Gamgrelidze told in an interview to a Georgian agency “Prime News”
that if the Justice Minister Michael Saakashvili expresses distrust towards the
Office of Public Prosecutor, it means that either the Prosecutor’s Office
should be dissolved or the head of the Ministry of Justice should be dismissed.
He says it is time to put an end to the extensively hushed up but still
aggravating contradictions between leading “Union of Georgian Citizens”,
State Office and Parliament of the country. Otherwise these will bring a
misfortune to Georgia, claims Gamgrelidze.
In his opinion, an introduction of prime-minister institution and a
formation of Georgian government under the principle of a single team may serve
as a solution to the present situation.
A few days ago the Justice Minister Michael Saakashvili accused the
Minister of Economy, Industry and Trade Ivane Chkhartishvil of having certain
“personal interests” in the joint-stock company “Chiaturmagnesium” and
Zestafoni ferroalloy plant.
In response, Chkhartishvili demanded a thorough investigation of the
accusations by the Office of Public Prosecutor.
Saakashvili replied, in turn, that he does not trust the Office of Public
Prosecutor, which, he claims, has not arrested a single person involved in
corruption yet.
The
so-called “Chechen issue” also considerably influences the situation in
Georgia.
The Chairman of the Parliamentary Committee of Defense and National
Security in Georgia, George Baramidze, adheres to this opinion.
According to the parliamentarian’s information, some people
“propagating separatist ideas as well as Wahabbis are present” in the
Pankisi Gorge, place of residence of Chechen people.

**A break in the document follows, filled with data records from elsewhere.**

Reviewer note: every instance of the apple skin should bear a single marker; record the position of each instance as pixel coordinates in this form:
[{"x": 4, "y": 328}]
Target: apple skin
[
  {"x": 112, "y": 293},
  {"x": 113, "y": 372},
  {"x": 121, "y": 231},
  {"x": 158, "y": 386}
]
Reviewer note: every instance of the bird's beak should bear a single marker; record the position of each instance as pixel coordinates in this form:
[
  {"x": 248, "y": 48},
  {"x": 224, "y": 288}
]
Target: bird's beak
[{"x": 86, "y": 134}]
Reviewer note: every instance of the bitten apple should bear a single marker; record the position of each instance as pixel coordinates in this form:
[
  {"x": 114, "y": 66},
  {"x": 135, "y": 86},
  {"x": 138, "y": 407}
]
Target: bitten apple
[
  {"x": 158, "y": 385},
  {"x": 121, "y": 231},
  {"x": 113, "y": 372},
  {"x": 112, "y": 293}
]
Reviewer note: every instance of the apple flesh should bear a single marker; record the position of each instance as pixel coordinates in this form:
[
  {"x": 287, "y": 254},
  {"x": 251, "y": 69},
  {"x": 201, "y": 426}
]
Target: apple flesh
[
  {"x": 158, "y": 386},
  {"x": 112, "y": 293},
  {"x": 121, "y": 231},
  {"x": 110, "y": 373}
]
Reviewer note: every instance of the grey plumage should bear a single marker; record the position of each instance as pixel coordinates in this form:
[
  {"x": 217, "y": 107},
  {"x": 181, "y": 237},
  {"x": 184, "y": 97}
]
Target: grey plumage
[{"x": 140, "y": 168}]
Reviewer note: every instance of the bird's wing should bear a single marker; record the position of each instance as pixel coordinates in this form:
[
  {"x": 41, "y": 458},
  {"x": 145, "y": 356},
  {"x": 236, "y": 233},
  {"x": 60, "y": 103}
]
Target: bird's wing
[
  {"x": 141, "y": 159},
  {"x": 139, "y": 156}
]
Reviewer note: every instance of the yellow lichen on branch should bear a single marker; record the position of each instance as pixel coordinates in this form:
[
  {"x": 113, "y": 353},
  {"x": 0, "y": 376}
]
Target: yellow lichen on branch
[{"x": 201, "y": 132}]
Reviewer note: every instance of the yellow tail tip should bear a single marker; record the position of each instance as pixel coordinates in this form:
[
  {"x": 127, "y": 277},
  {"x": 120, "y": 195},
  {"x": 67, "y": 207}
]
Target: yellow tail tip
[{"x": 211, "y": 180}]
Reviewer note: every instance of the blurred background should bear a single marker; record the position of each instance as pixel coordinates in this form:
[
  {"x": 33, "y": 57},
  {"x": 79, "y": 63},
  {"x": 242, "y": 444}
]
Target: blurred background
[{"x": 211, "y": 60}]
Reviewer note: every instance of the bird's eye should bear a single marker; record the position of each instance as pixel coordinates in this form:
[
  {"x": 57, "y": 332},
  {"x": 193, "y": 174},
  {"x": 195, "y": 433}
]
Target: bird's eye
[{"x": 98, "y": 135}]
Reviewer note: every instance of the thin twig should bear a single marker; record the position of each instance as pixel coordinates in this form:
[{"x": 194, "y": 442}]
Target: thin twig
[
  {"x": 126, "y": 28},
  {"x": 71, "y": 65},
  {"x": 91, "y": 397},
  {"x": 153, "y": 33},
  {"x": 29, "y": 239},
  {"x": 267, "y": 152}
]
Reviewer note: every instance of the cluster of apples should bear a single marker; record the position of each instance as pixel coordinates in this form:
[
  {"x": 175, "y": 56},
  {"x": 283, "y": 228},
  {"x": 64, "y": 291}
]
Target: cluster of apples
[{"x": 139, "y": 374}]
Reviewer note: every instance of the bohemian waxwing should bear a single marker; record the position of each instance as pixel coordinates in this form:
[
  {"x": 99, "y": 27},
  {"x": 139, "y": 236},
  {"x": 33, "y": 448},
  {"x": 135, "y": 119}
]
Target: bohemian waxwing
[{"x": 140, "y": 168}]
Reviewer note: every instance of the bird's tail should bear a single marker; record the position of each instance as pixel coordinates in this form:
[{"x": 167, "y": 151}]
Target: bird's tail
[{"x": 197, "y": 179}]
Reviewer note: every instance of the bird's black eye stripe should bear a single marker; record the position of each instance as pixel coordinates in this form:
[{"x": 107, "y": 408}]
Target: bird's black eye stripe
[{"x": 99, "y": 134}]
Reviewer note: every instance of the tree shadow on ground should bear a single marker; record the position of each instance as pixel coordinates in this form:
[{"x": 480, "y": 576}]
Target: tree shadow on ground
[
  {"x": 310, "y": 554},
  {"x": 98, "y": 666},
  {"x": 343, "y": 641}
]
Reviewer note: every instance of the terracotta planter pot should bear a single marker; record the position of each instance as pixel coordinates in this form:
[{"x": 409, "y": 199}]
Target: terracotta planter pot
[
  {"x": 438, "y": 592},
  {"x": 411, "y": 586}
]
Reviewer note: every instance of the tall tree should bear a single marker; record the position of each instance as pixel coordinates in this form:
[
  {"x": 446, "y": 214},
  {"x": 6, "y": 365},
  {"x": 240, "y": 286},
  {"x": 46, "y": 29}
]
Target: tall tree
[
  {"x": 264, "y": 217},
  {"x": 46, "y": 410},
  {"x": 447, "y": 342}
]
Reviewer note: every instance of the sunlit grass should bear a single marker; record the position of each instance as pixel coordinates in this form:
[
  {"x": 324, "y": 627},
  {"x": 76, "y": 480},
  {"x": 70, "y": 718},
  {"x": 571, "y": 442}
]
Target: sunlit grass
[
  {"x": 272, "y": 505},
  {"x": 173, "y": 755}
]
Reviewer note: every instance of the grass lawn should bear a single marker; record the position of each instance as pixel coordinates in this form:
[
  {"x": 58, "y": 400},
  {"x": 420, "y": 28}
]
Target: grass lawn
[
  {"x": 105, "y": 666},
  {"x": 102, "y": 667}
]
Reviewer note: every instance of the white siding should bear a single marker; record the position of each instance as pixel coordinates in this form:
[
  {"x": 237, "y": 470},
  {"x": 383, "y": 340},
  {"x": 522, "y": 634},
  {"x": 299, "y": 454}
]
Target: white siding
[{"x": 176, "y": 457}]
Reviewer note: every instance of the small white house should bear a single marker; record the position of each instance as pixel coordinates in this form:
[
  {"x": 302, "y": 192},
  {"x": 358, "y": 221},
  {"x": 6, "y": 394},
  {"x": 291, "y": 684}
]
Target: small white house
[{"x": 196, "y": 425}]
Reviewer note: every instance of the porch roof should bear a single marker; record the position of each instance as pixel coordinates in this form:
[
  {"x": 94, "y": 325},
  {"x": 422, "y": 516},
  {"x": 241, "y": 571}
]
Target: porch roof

He believes that there are
no guaranties of maintaining stability and, yet, no apparent danger of conflict
onset in the region. Despite the problems at hand, in the opinion of Baramidze,
as a whole, the Georgian authorities keep the situation under their control.
The parliamentarian states that Tbilisi does not support the “Chechen
separatists” since Tbilisi “does not benefit neither in emotional nor in
pragmatic way”.
In his opinion, by charging Tbilisi for supporting Chechen Mujahideen,
“the Russian government attempts either to blame Georgia for its failures in
Chechnya or to involve the country in the war”.
George Baramidze noted that at the end of March in the UN Security
Council the Russian representatives put a veto on the document, worked out by
the international organization, concerning the status of Abkhazia as a part of
Georgia. “Russia, verbally recognizing the territorial integrity of Georgia,
practically is demonstrating the contrary”, he remarked in an interview to the
Russian “Nezavisimaya Gazeta” (“Independent Newspaper”).
He believes that this can also be testified by the introduction of a
privileged visa policy for the unrecognized republics of Abkhazia and South
Ossetia.
The parliamentarian suggests that “the politics of Russia, based on
imperialistic thinking, lead to the creation of an “instability belt” around
itself”.
George Baramidze also remarked that “from the military viewpoint it is
absolutely senseless for Russia to have military bases in Georgia; they play
only a political role, while representing seats of possible destabilization on
the territory of Georgia”.
Representatives
of the Chechen government, in their turn, strongly disagree with the statements
that “separatist sprouts” are ripening in the Pankisi Gorge. Our
correspondent was old at the Chechen representative office in Tbilisi that such
statements are not new.
They only reflect the variable degree of political partiality of a given
Georgian politician.
Both Moscow and certain forces in Georgia wish to use the “Chechen card”
for destabilization in the country.
The official representatives of the Chechen Republic Ichkeria,
however,consider these plans as very unlikely to come true.